Saturday, June 30, 2007

Fear of something great...

Sitting in my room on another Saturday night. Now granted I did work twelve hours today, but why am I not out trying to discover something new. Have I really settled on the stale boring existence of the guy no one asks to go out because he will just say no, or is it as simple as I have seen everything there is to see. Fully knowing that the later is impossible and the first isn't true because all my "friends" constantly ask me to hang (and come to think of it, only the closest have stopped asking) I believe that it might be somewhere in the middle that my soul is trapped. It might be because of all the preparation I am making for my life change, or maybe it is that I am scared that i might just meet a nice girl and have a great conversation that literally shakes the foundation that I have been built on (no that has already happened). Hmm...I am sitting here twiddling my thumbs in between these rapid thought sentences. I know I need to move on and I know that the world moves on without a second thought, but god, maybe right now I just need this time to sit and think and perhaps the answers will come in these moments of singular clarity.

4 hour lunch break!

OK, I am finishing up a four hour lunch break and am so not wanting to go back to work. So I am going to list a couple of favorite things right now in my life...Genki Sudo Tribute Video on Dailymotion.com is incredible and the first time I watched it, brought a tear to my eye. Sencond, all my music, I have not felt the need for music like this in so long...I love it. Third, everyone who truly knows me knows that my dream in paramount to my existence. My friends are also being great right now, I bet I am so moody with all these massive life changes taking place. I can't wait to make them all proud. Things I am not to happy about, my four hour lunch break, the Boston Celtics, and my internet service has been slow. Ha, I guess my life isn't so terrible if these are the things bugging me right now. Well back to work, I actually don't even know if anyone reads this but I still will keep typing.

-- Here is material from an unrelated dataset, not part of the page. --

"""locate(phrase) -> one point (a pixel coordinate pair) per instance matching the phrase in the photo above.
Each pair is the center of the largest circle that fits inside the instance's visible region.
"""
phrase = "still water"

p.s. here is the link to the vid I was referencing http://www.dailymotion.com/Beatdown77/video/x1iy6h_genki-sudo-the-legend-of-the-samura

Friday, June 29, 2007

...how can this continue

Tidal wave hit me today, well a metaphorical one but a tidal wave all the same. I felt pretty down today and actually went home kinda early, which everyone knows I am usually the guy who is going home late. I guess we all have our days when gravity feels that much more intense and the sun beats down just a little hotter. I decided I needed to reset and came home, took a nap in the first time for close to 3 months (use to be an avid napper) and woke up refreshed, had some nice chicken breast and brown rice and just relaxed. I think sometimes we all need to acknowledge weakness in our soul and confront it head on. My weakness is wanting of another person. Nobody in particular and I guess that is why I am still alone, I cannot bring myself to just settle and for now my dream will be my mistress. I am also realizing that this is the second post in so many days, pretty amazing for me, but I do plan on making this habit, this is my vent for now (not my clutch GREG) and will utilize it. A couple of things have happened that suck, but I will deal with them. I am a lot more creative during this personal renaissance and my brother and I have started to create a world together and hopefully will flesh out over the next couple of years. Well I am going to go chillax and watch a couple of fight vids peacefully drifting off into sleep and waking up to another great day.

Thursday, June 28, 2007

How will it end

"I know you are meant for something more..." I have heard this told to me over and over again in my life. I have no idea what it is that would be "more", but I guess they might be meaning, I should be doing something else with my life. So now I sit here like I have one thousand times before and ponder what it is I want to do in my mortal guise. My body screams for the ultimate level of competition and the familiar touch of a loved one. My mind struggles for an outlet that might satisfy its ever growing hunger for expression. Finally my soul exhaustingly grasps for the answers that have eluded me since the day the light of God ceased to shine brightly upon my path. I have been working hard and trying to just mindlessly dive into that life every other person seems capable of. The working stiff, the social zombie, the sheep, I cant do it, I cant become that. I clock into work and the first thing I think of is what I am going to do once I get out of there. I feel the crush of the cooperate wheels and gears slamming against my body. So what do I do? Will the answers ever just come or do I keep searching under every stone and dark corner I come upon. Well, I took a first step and had a dream. I possible path I created for myself. The first step was to realize that there are no bounds to who or what I am and or could be. Second, I met an angel. I don't mean the kind with feathers and halos, but the kind that God might send you in a movie. I didn't know why this person was glowing, and I didn't understand why she came into my life at such a dark personal time, but she is here and she has revitalized my own dreams by showing how passionate a person could be about their own. I was her not two years ago. So now I am working, and guess what, I work with the mindset that every minute I am in that place, is one more dime closer to my dream, one more lesson, one more meal. I am pursuing it, and I will not allow anything or anyone to stand in my way. It is because of my strength, my brothers uncanny understanding of my soul, my moms desperate love for a son not to give up what she might have by giving me life, and most of all a chance meeting of a girl from Lubbock, Texas by way of the world and obvious to anyone who meets her...upon high.